Pro Moviemaker Rating     6.5/10
Entry level to be outgrown quickly
Pros: Wi-Fi and LCD as standard
Cons: Slow and short recording

The verdict
Without wanting to be accused of being fans it seems that there is a reason why GoPro is the household name in this genre. While we could care less about the extent of these cameras’ waterproofing and ability to withstand falls from great heights, from a filmmaking perspective we had just a few essential criteria – control over key settings, ability to frame a shot and decent image quality.

The Rollei stood out to begin with, being the only model that came with a built-in LCD as standard. However, in use this screen was not worth the real-estate it occupies as it offers such a limited field of view. Pair this with the fact that cards higher than 32GB aren’t supported and that there’s a serious lag in the time between hitting record and filming starting and it quickly becomes apparent that while this model is incredibly affordable, it’s certainly not been designed with the needs of pro filmmakers in mind.
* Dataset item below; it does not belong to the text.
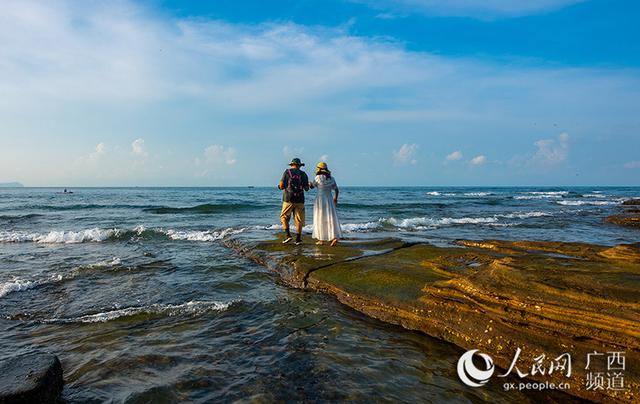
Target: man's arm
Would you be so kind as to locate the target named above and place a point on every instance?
(305, 181)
The Sony seems more attuned to the pro’s needs with its exceptional image quality and XAVC S codec. However, the handling disappointed and we couldn’t pair it with a device so were limited to the watch remote, which is sharp but small.

All this left plenty of space for the GoPro Hero4 Black to shine. Although pricey, its superb image quality, advanced Protune functionality, diverse shooting formats and endless accessory options made the Hero4 Black a clear winner.